The authors therefore consider a hybrid approach to be the optimal solution and their implementation in the Meta Converter combines a generic mapping, which tries to stay as close as possible to the original semantics, with the ability to define specific mappings using an XML vocabulary.

The Unibo proposal is fairly complete but some features, e.g., language tags and data typing in RDF, and reification of roles and topic maps, are not covered explicitly. The proposal permits some degree of reversibility, but the result of a roundtrip may not always be the same as the starting point. For example, using the generic mappings, most RDF statements would be translated to typed associations with untyped roles, each of which would result in several statements when translated back to RDF.

The approach produces somewhat natural results in both directions provided mapping information is supplied.

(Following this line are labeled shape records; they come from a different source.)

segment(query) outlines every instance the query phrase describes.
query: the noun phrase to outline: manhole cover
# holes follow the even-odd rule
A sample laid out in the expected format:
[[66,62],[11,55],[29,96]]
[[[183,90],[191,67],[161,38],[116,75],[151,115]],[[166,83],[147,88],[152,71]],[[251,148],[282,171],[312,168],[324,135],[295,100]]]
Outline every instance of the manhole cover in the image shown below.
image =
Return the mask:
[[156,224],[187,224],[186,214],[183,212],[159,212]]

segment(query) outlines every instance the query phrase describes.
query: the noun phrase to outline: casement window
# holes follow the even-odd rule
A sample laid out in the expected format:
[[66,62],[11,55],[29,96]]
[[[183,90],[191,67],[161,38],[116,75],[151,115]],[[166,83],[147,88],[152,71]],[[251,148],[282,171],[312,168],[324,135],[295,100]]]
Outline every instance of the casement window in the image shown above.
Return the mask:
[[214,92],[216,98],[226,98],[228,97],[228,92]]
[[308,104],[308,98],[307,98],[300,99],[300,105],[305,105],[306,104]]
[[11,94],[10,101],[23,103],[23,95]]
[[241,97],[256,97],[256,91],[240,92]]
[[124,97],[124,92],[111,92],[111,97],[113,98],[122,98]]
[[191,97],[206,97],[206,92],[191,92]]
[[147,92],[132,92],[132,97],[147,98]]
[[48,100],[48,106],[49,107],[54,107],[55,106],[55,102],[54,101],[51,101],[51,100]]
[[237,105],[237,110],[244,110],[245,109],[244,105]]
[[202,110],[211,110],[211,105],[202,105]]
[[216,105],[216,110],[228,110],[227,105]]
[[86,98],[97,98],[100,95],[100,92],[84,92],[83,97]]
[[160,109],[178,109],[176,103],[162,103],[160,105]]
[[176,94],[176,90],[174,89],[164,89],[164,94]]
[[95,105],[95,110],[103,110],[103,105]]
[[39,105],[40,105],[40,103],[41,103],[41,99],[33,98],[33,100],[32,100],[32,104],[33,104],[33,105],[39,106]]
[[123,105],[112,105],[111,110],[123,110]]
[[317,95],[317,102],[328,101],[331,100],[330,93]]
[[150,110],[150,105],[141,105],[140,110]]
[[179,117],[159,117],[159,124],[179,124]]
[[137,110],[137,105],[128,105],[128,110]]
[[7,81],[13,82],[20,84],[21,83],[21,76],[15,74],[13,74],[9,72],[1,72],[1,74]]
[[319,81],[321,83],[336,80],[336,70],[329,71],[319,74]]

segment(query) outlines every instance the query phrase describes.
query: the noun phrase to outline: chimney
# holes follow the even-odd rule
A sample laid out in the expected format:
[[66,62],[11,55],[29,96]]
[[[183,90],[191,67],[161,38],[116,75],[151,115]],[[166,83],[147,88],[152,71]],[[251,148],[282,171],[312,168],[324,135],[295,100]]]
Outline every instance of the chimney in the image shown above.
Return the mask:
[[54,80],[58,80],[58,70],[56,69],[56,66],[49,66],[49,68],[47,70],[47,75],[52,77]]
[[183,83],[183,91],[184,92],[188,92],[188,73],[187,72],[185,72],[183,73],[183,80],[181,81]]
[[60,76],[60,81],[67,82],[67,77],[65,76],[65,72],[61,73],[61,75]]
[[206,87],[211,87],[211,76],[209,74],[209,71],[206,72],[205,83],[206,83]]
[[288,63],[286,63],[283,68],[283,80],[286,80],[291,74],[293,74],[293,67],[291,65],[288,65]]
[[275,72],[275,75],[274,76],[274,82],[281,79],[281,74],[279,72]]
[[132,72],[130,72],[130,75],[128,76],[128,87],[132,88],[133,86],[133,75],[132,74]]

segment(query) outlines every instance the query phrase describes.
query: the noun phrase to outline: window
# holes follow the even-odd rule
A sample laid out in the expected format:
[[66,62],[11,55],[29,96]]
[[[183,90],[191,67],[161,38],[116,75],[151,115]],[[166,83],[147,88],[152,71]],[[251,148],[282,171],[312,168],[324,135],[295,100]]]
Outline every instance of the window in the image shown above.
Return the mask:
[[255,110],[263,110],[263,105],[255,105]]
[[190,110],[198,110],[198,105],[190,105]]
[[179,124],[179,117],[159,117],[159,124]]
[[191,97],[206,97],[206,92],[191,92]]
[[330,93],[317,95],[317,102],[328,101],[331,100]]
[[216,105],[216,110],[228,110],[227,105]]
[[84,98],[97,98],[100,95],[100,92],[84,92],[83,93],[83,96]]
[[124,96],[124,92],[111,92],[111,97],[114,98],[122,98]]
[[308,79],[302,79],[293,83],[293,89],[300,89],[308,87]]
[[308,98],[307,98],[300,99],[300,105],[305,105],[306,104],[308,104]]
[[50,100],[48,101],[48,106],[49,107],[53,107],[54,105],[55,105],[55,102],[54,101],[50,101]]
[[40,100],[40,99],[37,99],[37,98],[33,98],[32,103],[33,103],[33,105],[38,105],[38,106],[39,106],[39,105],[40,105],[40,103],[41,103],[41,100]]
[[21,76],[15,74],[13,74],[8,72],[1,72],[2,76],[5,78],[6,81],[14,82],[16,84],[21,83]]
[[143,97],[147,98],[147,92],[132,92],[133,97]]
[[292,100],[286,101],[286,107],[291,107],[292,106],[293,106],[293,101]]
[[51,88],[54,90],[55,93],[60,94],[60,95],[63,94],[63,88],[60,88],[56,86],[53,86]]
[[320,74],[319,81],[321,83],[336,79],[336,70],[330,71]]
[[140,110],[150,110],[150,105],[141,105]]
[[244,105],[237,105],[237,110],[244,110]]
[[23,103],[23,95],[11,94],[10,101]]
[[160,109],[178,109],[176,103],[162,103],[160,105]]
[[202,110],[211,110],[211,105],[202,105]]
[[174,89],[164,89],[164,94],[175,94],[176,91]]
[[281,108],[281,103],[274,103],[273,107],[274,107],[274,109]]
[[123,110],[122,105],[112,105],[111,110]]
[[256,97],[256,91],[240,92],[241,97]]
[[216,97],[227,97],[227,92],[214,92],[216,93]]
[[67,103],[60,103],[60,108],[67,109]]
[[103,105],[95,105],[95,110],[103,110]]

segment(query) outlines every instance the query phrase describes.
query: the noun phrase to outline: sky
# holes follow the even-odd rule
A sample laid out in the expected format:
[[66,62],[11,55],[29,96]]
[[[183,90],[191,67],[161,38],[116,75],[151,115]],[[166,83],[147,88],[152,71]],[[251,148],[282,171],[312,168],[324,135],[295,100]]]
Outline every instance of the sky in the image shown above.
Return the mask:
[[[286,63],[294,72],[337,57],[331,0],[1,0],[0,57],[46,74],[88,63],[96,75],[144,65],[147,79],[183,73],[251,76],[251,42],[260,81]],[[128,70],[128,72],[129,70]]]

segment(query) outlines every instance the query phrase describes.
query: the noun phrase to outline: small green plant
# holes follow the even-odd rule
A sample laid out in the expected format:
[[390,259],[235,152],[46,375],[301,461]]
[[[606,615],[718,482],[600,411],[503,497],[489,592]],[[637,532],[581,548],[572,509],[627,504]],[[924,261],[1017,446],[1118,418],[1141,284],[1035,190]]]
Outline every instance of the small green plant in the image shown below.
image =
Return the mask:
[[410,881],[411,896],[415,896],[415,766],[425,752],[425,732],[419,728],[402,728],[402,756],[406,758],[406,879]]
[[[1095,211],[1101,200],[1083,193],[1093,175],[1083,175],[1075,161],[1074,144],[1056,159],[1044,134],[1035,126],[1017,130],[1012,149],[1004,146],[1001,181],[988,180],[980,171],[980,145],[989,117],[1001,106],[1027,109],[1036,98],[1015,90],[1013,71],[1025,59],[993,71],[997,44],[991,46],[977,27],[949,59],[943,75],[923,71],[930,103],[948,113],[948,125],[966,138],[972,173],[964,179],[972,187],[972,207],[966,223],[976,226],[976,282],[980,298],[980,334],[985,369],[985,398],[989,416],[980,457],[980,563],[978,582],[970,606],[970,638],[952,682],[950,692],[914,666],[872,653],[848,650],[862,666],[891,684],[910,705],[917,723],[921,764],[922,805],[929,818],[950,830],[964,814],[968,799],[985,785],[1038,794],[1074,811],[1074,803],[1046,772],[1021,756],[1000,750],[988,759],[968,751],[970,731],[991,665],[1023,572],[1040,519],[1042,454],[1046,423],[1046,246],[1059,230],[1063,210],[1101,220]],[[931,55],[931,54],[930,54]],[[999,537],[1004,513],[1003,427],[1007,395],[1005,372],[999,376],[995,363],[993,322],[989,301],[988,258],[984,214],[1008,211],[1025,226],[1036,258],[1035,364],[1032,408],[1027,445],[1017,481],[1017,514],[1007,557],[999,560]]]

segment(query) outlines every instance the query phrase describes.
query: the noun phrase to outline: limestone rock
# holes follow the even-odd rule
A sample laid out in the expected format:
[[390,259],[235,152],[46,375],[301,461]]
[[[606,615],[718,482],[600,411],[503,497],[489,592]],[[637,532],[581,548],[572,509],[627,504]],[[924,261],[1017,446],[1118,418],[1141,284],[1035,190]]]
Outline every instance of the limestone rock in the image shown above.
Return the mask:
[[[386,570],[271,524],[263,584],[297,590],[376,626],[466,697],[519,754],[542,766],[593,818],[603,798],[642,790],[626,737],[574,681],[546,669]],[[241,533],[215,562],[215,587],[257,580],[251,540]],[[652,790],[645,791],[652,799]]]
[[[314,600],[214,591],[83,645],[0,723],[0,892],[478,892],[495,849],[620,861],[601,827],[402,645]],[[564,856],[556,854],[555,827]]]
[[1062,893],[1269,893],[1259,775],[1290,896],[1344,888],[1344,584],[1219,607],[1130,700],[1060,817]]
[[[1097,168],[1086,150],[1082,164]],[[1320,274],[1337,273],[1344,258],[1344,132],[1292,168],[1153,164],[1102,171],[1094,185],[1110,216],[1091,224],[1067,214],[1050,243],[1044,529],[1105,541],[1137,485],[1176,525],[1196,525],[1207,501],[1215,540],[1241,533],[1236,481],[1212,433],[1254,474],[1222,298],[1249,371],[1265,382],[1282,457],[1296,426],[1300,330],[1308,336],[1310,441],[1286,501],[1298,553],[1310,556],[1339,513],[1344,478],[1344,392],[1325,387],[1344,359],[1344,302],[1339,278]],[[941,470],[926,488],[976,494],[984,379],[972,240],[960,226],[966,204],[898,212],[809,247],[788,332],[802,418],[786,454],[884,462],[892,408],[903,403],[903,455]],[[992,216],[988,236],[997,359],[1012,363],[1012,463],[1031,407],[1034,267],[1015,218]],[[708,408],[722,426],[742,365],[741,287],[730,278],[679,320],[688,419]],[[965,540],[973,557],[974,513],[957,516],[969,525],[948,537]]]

Generic translations are far less satisfactory, with a single binary association resulting in nine RDF statements.

Resolving remaining issues
Among the several possible criteria for evaluating these proposals, two -- completeness and naturalness -- have been selected as the most relevant and appropriate for evaluating the qualities and limitations of each proposal.

Completeness -- is defined as the extent to which any semantic structure in the source model is correctly (i.e., without losing or adding information) translated into the destination model, provides a clear indication of the semantic power of each translation approach.

Naturalness -- is defined as the extent to which a translated model resembles in structure and content an equivalent model expressed directly in the target paradigm, provides an indication of the level of integration that each approach offers for the translated result to merge, and interacts with other models expressed in the same paradigm.

The analysis of the proposals identified two main approaches towards translation, which we dubbed "object mapping" (providing a translation of every structural component of the source paradigm) and "semantic mapping" (providing a structure corresponding to every conceptual structure of the source model).

The analysis of the options and solutions provided in the literature, therefore, clearly shows the advantages of semantic mapping, but at the same time lists the issues that need to be addressed and solved in any future translation approach. However, now that both RDF and Topic Maps have formal data models, and with the help of RDF Schema and OWL, it seems likely that most, if not all, of the issues we have listed here can be resolved without resorting to the restricted interoperability offered by object mapping.